Панды в Китае, в России жар-птицы,
Спите! Да что вам, бессонным, не спится?

ВРЕМЯ
Время горбится на стуле.
Говорю ему: «Ложись!»
- Нет, - вздыхает, - свищут пули.
Отвечаю: «Это жизнь».
- Это смерть, - томится время. –
Объясни мне, отчего
Человеческое племя
Не жалеет никого.
Ни себя, ни мать, ни сына –
Убивает всех подряд.
Не снарядом – значит, миной
Иль словами, что летят.
Я зеваю: «Вот морока!
Философствуй с ним впотьмах.
Никакого в этом прока,
Как в гаданье на бобах».
Вслух твержу, и неустанно:
Мол, терпенья, наберись.
- Ты скажи ещё, что раны
Лечит время… Лечит жизнь!
Жизнь! Отворенные окна
В сад цветущий, не в беду…

- Время-время, что умолкло?
Поднялось оно: - Пойду.

***
Вы зачем летели, скворушки,
в наши снежные края?
Гуси-лебеди – к озёрышкам,
утки – в заводи ручья.
Не жилось на южных пажитях,
в щедром солнечном раю,
и весною вы отважились
полететь в страну свою.
Над морями и протоками,
через тридевять земель…
А над Русью синеокою
день и ночь шумит метель,
и недавние проталины
из-под снега не видны.
Отчего ж вы, птахи малые,
стороне родной верны?

* * *
Половину зимы
проживу, будто сонная птица.
лишь встряхну головой – 
и опять окунусь в забытьё,
оттого что метель
подступила и в окнах клубится,
оттого что молчит
заплутавшее слово твоё.
Половину зимы – 
будет время – наверно, не вспомню,
словно снег никогда
над моею судьбой не летал
и не пряталась я 
в тишине цепенеющих комнат
за работу, за книгу,
за женский пустой сериал.
Половину зимы – 
да к чему мне её половина? –
если где-то в лесу
притаилась под снегом трава,
и о родине грезит 
отчаянный клин журавлиный,
и грустят на реке
в ожиданье весны острова.

***
Не люблю времена перехода.
Вечность рушится, давит сезон,
да вдобавок шумит непогода,
закрывая собой горизонт.
Цепенея в плену бездорожья,
чтоб совсем не изныть от тоски,
вспоминаю родные остожья
и рыбалок ночных костерки,
голос Мельницы,
вольный, великий,
от разлива до самых снегов,
и тревожные чаячьи крики
с унесённых водой берегов,
и дряхлеющий мост,
и часовни,
и не нужную больше траву…
Засыпаю, прижав к изголовью
землю, где родилась и живу.

ПЕРЕХОД
Это корни зимы, узловатые, лезут на свет.
Прорастают ночами, а утром, темнея от боли,
в заоконье смотрю, но за стёклами солнышка нет,
лишь одно бесконечное, мёртвое, белое поле.
Здесь, наверное, вряд ли когда-нибудь встанет трава.
Ощетинясь, застыли, готовые прыгнуть, сугробы.
Берендеева царства фантомы, его волховства...

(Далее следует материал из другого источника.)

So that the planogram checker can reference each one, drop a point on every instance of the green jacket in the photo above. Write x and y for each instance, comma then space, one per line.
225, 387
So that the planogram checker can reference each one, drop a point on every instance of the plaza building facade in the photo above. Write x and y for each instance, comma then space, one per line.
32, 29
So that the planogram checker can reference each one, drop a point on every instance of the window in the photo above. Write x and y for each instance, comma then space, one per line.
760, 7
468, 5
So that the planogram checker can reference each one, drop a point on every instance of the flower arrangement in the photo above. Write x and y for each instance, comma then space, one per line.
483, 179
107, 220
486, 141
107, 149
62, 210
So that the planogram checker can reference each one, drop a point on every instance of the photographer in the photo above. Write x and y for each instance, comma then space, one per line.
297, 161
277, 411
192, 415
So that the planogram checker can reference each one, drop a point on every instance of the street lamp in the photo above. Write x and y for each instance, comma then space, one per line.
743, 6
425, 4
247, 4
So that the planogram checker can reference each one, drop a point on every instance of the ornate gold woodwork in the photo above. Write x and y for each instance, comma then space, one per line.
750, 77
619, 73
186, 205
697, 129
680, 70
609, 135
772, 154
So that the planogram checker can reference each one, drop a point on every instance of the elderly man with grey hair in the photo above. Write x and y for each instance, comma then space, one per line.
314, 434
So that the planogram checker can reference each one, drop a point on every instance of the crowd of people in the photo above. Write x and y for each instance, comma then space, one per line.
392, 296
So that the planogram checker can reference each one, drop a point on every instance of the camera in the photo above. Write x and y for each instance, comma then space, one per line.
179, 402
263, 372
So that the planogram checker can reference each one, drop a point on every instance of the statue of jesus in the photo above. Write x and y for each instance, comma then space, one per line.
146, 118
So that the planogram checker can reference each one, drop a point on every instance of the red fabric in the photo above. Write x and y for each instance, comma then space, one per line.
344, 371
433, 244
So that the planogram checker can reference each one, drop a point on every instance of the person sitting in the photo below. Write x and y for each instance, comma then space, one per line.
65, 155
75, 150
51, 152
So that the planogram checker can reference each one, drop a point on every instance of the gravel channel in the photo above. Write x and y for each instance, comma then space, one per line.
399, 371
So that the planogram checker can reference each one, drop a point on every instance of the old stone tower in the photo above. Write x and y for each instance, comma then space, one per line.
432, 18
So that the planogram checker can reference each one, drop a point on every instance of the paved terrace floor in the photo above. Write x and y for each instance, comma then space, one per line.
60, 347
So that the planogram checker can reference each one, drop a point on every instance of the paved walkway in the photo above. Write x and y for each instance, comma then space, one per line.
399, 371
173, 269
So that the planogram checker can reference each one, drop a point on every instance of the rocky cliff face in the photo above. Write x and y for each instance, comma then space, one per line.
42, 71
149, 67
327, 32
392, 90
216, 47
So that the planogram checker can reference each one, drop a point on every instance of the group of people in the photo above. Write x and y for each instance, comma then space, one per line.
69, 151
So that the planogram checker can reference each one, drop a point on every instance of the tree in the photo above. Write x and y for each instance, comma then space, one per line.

На крыльцо выбегаю, из морока вырваться чтобы, -
а на улице солнце! Оно из снегов поднялось,
и поблёкли они, и склонились, покорные свету.
И сияет весна, в ручейках, в завитушках волос,
из-под шляпок пробившихся,
                             в листьях, рванувшихся к лету.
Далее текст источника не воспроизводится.